私は、その方法論として「ミュージック・デザイナー」というキャラクターを想定した。
ミュージック・サイトを持ち、メールマガジンを発行しながら、ユーザーを組織化していく。
いわゆるワン・トゥ・ワン・マーケティングである。
マーケティングについては私は単なる素人なのだが、素人なりに次回に触れてみたい。
00.7.2 Kunio Abe
※ミュージックデザイナーとは
コンテンツの収集及びプロモーションを専門的に行うエージェントをミュージック・デザイナーと呼ぶ。

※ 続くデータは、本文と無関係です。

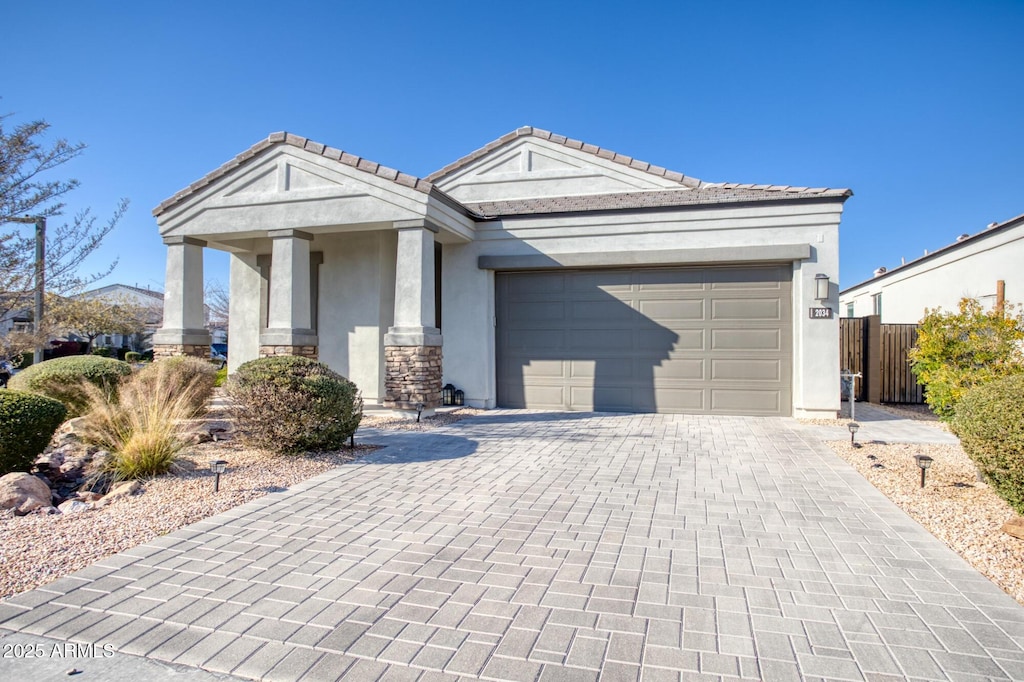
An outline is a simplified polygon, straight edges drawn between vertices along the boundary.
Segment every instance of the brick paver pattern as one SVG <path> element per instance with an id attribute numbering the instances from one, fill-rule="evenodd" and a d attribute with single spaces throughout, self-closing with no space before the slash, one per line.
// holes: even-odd
<path id="1" fill-rule="evenodd" d="M 369 435 L 0 627 L 268 680 L 1024 679 L 1024 608 L 793 420 Z"/>

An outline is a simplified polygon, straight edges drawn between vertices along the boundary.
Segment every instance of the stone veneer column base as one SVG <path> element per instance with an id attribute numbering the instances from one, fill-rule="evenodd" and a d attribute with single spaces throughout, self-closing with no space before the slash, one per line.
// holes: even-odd
<path id="1" fill-rule="evenodd" d="M 195 343 L 156 343 L 153 344 L 153 359 L 173 358 L 188 355 L 194 358 L 210 358 L 210 346 Z"/>
<path id="2" fill-rule="evenodd" d="M 279 355 L 297 355 L 310 360 L 320 357 L 318 346 L 260 346 L 261 358 L 273 358 Z"/>
<path id="3" fill-rule="evenodd" d="M 385 346 L 384 364 L 384 407 L 441 405 L 441 346 Z"/>

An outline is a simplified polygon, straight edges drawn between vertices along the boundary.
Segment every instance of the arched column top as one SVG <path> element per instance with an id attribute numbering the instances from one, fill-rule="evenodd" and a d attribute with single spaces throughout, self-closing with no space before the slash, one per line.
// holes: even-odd
<path id="1" fill-rule="evenodd" d="M 206 246 L 206 242 L 202 239 L 196 239 L 195 237 L 164 237 L 164 244 L 167 246 L 178 246 L 180 244 L 189 244 L 191 246 Z"/>

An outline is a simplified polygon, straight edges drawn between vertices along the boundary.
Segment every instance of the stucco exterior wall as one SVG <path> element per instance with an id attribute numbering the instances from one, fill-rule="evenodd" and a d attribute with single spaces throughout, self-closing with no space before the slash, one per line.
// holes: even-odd
<path id="1" fill-rule="evenodd" d="M 978 236 L 919 263 L 909 263 L 882 277 L 844 291 L 840 313 L 853 317 L 874 313 L 872 297 L 882 295 L 883 323 L 915 323 L 925 308 L 955 310 L 963 297 L 995 304 L 996 282 L 1006 283 L 1006 302 L 1024 303 L 1024 224 Z"/>
<path id="2" fill-rule="evenodd" d="M 839 409 L 838 322 L 811 320 L 808 308 L 825 305 L 814 300 L 816 274 L 838 281 L 841 213 L 842 205 L 837 202 L 805 202 L 481 223 L 475 242 L 446 245 L 443 252 L 444 382 L 463 389 L 470 405 L 494 405 L 494 274 L 478 267 L 481 255 L 546 254 L 557 260 L 559 254 L 586 253 L 607 260 L 621 254 L 622 263 L 628 264 L 628 254 L 638 251 L 799 243 L 810 245 L 811 257 L 794 264 L 794 414 L 834 415 Z M 838 304 L 837 292 L 833 288 L 828 301 L 833 309 Z"/>

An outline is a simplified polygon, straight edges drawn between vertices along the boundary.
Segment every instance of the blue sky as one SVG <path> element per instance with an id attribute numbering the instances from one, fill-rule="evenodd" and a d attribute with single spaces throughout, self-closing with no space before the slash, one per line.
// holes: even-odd
<path id="1" fill-rule="evenodd" d="M 88 145 L 88 264 L 278 130 L 424 176 L 521 125 L 708 181 L 849 187 L 843 287 L 1024 213 L 1024 2 L 14 2 L 0 111 Z M 207 275 L 226 283 L 227 260 Z"/>

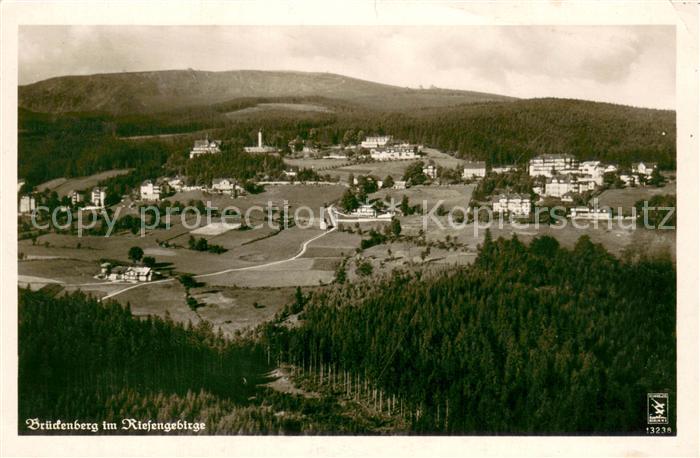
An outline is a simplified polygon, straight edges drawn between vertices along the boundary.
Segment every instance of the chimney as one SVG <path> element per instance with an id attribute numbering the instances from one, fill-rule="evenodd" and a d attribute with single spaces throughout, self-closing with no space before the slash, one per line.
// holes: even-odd
<path id="1" fill-rule="evenodd" d="M 258 131 L 258 148 L 262 148 L 262 129 Z"/>

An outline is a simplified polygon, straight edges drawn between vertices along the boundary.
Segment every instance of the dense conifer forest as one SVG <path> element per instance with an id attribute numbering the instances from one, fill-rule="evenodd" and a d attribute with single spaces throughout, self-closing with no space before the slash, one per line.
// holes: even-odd
<path id="1" fill-rule="evenodd" d="M 205 421 L 204 434 L 638 434 L 668 392 L 676 272 L 487 235 L 475 263 L 295 301 L 253 336 L 20 290 L 19 418 Z M 298 314 L 298 326 L 287 317 Z M 316 396 L 262 386 L 279 364 Z M 283 412 L 283 413 L 280 413 Z"/>
<path id="2" fill-rule="evenodd" d="M 647 392 L 675 398 L 675 284 L 670 260 L 586 236 L 487 237 L 473 266 L 338 285 L 263 335 L 417 433 L 634 434 Z"/>
<path id="3" fill-rule="evenodd" d="M 199 434 L 357 434 L 386 421 L 351 415 L 353 409 L 329 396 L 266 388 L 269 353 L 249 340 L 224 339 L 206 321 L 140 319 L 128 307 L 79 292 L 19 293 L 21 434 L 34 432 L 25 424 L 33 418 L 118 425 L 125 418 L 186 420 L 205 423 Z"/>
<path id="4" fill-rule="evenodd" d="M 262 102 L 312 103 L 327 112 L 272 110 L 229 117 L 228 110 Z M 422 108 L 403 112 L 370 109 L 319 97 L 240 99 L 153 114 L 34 113 L 19 110 L 19 176 L 35 185 L 61 176 L 84 176 L 114 168 L 175 169 L 195 138 L 223 139 L 231 151 L 265 142 L 288 150 L 293 139 L 320 144 L 353 142 L 366 134 L 392 134 L 458 157 L 491 164 L 523 164 L 542 153 L 571 153 L 626 166 L 658 162 L 675 168 L 675 113 L 566 99 L 532 99 Z M 189 133 L 124 139 L 131 135 Z M 51 157 L 51 161 L 46 161 Z M 211 159 L 211 158 L 207 158 Z M 248 159 L 246 159 L 249 161 Z M 250 162 L 250 161 L 249 161 Z M 230 164 L 229 164 L 230 165 Z M 272 164 L 272 170 L 276 170 Z M 190 173 L 200 173 L 193 166 Z M 202 172 L 202 176 L 206 172 Z"/>

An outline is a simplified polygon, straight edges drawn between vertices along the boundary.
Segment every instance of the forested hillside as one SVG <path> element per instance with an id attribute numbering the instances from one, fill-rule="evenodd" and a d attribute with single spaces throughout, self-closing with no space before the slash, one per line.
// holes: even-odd
<path id="1" fill-rule="evenodd" d="M 338 100 L 299 97 L 278 100 L 313 102 L 332 107 L 332 111 L 278 110 L 226 117 L 229 110 L 274 100 L 245 98 L 124 116 L 47 115 L 21 109 L 19 176 L 35 185 L 61 176 L 84 176 L 115 168 L 160 167 L 169 158 L 182 166 L 192 141 L 204 135 L 196 133 L 202 129 L 209 129 L 211 136 L 223 139 L 237 151 L 255 144 L 257 131 L 262 128 L 266 143 L 283 150 L 297 137 L 339 144 L 348 138 L 356 141 L 366 134 L 388 133 L 492 164 L 524 164 L 532 156 L 554 152 L 623 166 L 640 160 L 658 162 L 664 169 L 673 169 L 676 164 L 675 114 L 670 111 L 540 99 L 389 112 Z M 190 134 L 138 141 L 120 138 L 174 132 Z"/>
<path id="2" fill-rule="evenodd" d="M 21 434 L 92 434 L 30 431 L 25 420 L 33 418 L 99 425 L 186 420 L 205 423 L 199 434 L 356 434 L 382 424 L 333 398 L 259 385 L 270 380 L 273 366 L 253 341 L 226 340 L 207 322 L 192 327 L 135 318 L 128 308 L 79 292 L 55 297 L 20 290 L 18 346 Z M 170 434 L 178 433 L 194 432 Z"/>
<path id="3" fill-rule="evenodd" d="M 671 261 L 620 261 L 586 236 L 487 236 L 473 266 L 337 286 L 300 327 L 262 334 L 415 432 L 643 433 L 646 394 L 675 399 L 675 285 Z"/>

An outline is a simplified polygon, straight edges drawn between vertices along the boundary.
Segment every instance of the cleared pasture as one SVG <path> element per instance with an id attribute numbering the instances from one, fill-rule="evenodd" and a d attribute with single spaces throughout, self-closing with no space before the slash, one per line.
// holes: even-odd
<path id="1" fill-rule="evenodd" d="M 601 207 L 612 207 L 626 210 L 625 213 L 630 213 L 630 209 L 639 200 L 647 200 L 652 196 L 659 194 L 676 194 L 676 183 L 669 183 L 666 186 L 657 188 L 654 186 L 623 188 L 623 189 L 607 189 L 598 196 L 598 205 Z"/>
<path id="2" fill-rule="evenodd" d="M 390 201 L 391 198 L 398 204 L 403 196 L 408 197 L 410 205 L 420 205 L 426 202 L 430 211 L 439 201 L 444 201 L 443 206 L 449 210 L 452 207 L 467 207 L 471 200 L 473 184 L 450 186 L 412 186 L 408 189 L 380 189 L 372 194 L 373 199 Z"/>
<path id="3" fill-rule="evenodd" d="M 68 179 L 56 178 L 38 185 L 37 190 L 43 191 L 44 189 L 48 189 L 50 191 L 56 191 L 59 197 L 63 197 L 67 196 L 71 191 L 90 190 L 90 188 L 97 186 L 97 184 L 102 180 L 118 175 L 126 175 L 127 173 L 129 173 L 129 169 L 115 169 L 96 173 L 86 177 L 75 177 Z"/>

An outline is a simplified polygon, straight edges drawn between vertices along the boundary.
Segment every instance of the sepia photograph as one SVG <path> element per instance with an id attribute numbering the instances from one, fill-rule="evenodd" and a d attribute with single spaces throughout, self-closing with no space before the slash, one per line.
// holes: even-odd
<path id="1" fill-rule="evenodd" d="M 697 433 L 689 70 L 620 22 L 19 23 L 3 428 Z"/>

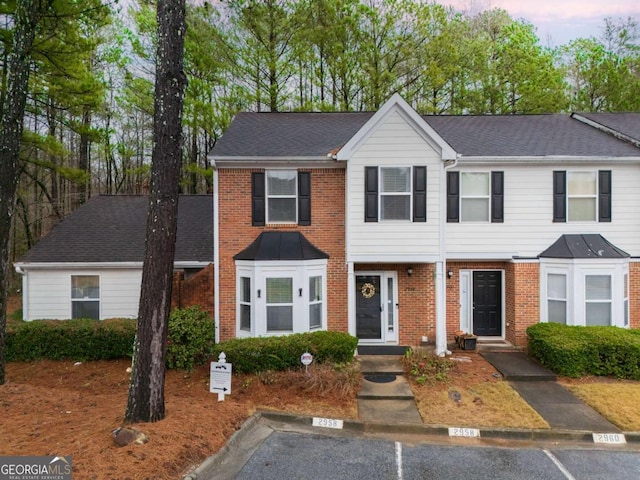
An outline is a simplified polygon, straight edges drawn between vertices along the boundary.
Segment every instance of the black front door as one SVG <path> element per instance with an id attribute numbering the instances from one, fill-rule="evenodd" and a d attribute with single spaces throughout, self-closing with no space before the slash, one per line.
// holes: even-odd
<path id="1" fill-rule="evenodd" d="M 502 335 L 502 272 L 473 272 L 473 333 Z"/>
<path id="2" fill-rule="evenodd" d="M 356 276 L 356 337 L 382 339 L 382 303 L 379 275 Z"/>

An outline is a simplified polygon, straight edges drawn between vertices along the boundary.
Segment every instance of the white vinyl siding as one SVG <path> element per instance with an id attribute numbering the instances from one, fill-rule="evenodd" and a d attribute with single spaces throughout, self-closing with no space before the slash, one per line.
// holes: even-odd
<path id="1" fill-rule="evenodd" d="M 549 321 L 567 323 L 567 276 L 550 273 L 547 276 L 547 305 Z"/>
<path id="2" fill-rule="evenodd" d="M 23 277 L 25 320 L 70 319 L 73 275 L 100 277 L 100 319 L 138 316 L 142 269 L 30 269 Z"/>
<path id="3" fill-rule="evenodd" d="M 293 331 L 292 289 L 292 278 L 267 278 L 267 332 Z"/>
<path id="4" fill-rule="evenodd" d="M 427 167 L 427 221 L 366 223 L 365 167 Z M 351 259 L 433 261 L 439 251 L 440 174 L 436 152 L 400 115 L 392 112 L 347 161 L 347 241 Z M 412 187 L 411 185 L 409 185 Z M 379 195 L 381 192 L 379 191 Z M 381 210 L 379 211 L 379 215 Z M 410 219 L 410 217 L 409 217 Z M 402 245 L 399 249 L 398 245 Z"/>
<path id="5" fill-rule="evenodd" d="M 462 172 L 460 175 L 460 221 L 488 222 L 491 174 Z"/>
<path id="6" fill-rule="evenodd" d="M 587 275 L 585 324 L 611 325 L 611 275 Z"/>
<path id="7" fill-rule="evenodd" d="M 71 275 L 71 318 L 100 319 L 99 275 Z"/>
<path id="8" fill-rule="evenodd" d="M 497 167 L 487 166 L 486 172 Z M 499 166 L 505 172 L 504 223 L 447 223 L 446 248 L 451 259 L 536 257 L 563 234 L 585 231 L 584 222 L 554 223 L 553 185 L 549 165 Z M 599 165 L 598 168 L 611 168 Z M 593 170 L 598 168 L 594 167 Z M 477 165 L 456 168 L 479 171 Z M 612 221 L 597 224 L 597 233 L 631 256 L 640 256 L 640 169 L 615 165 L 612 175 Z"/>

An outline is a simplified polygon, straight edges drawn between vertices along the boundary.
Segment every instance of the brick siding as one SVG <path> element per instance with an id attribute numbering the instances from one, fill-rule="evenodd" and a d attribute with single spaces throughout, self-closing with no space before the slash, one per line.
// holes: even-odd
<path id="1" fill-rule="evenodd" d="M 184 278 L 183 271 L 173 273 L 171 309 L 197 305 L 214 317 L 214 268 L 209 264 L 191 278 Z"/>

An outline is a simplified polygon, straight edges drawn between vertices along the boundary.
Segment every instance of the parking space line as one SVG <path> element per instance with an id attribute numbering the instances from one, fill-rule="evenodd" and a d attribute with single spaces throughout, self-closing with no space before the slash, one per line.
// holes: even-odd
<path id="1" fill-rule="evenodd" d="M 551 453 L 549 450 L 542 450 L 542 451 L 547 455 L 547 457 L 551 459 L 553 463 L 555 463 L 556 467 L 558 467 L 558 469 L 562 472 L 562 474 L 565 476 L 567 480 L 576 480 L 575 477 L 571 475 L 571 472 L 567 470 L 567 468 L 562 464 L 560 460 L 556 458 L 556 456 L 553 453 Z"/>
<path id="2" fill-rule="evenodd" d="M 402 444 L 400 442 L 396 442 L 396 470 L 398 480 L 402 480 Z"/>

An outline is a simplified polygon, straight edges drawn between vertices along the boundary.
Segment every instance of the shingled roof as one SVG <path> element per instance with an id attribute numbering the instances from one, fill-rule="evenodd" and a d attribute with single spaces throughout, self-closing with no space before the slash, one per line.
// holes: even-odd
<path id="1" fill-rule="evenodd" d="M 538 255 L 540 258 L 629 258 L 598 233 L 565 234 Z"/>
<path id="2" fill-rule="evenodd" d="M 618 128 L 640 113 L 598 117 Z M 225 158 L 323 157 L 340 149 L 373 116 L 365 113 L 240 113 L 211 152 Z M 567 114 L 422 117 L 463 157 L 639 157 L 631 143 Z M 633 127 L 634 131 L 636 128 Z M 640 131 L 640 130 L 638 130 Z"/>
<path id="3" fill-rule="evenodd" d="M 100 195 L 67 216 L 18 263 L 142 262 L 147 196 Z M 182 195 L 175 262 L 213 262 L 213 197 Z"/>
<path id="4" fill-rule="evenodd" d="M 620 135 L 636 146 L 640 146 L 640 114 L 634 112 L 618 113 L 573 113 L 573 118 L 587 119 L 595 124 L 596 128 L 610 131 L 613 135 Z"/>

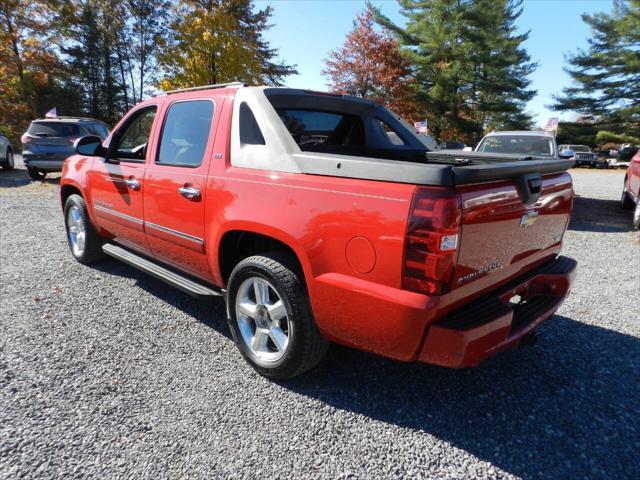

ミュージック・ナビゲーター的立場でもある。
音楽をブランド化し、その周りにユーザーを集めるシステムを作り、音源配信事業を行う。
Webの中に独自のページを持ち、ブランドイメージを打ち出すとともに、定期的にメールマガジンを発行することによって、更なるユーザーを獲得する。
イメージとしては、デザイナーに近いと私は思う。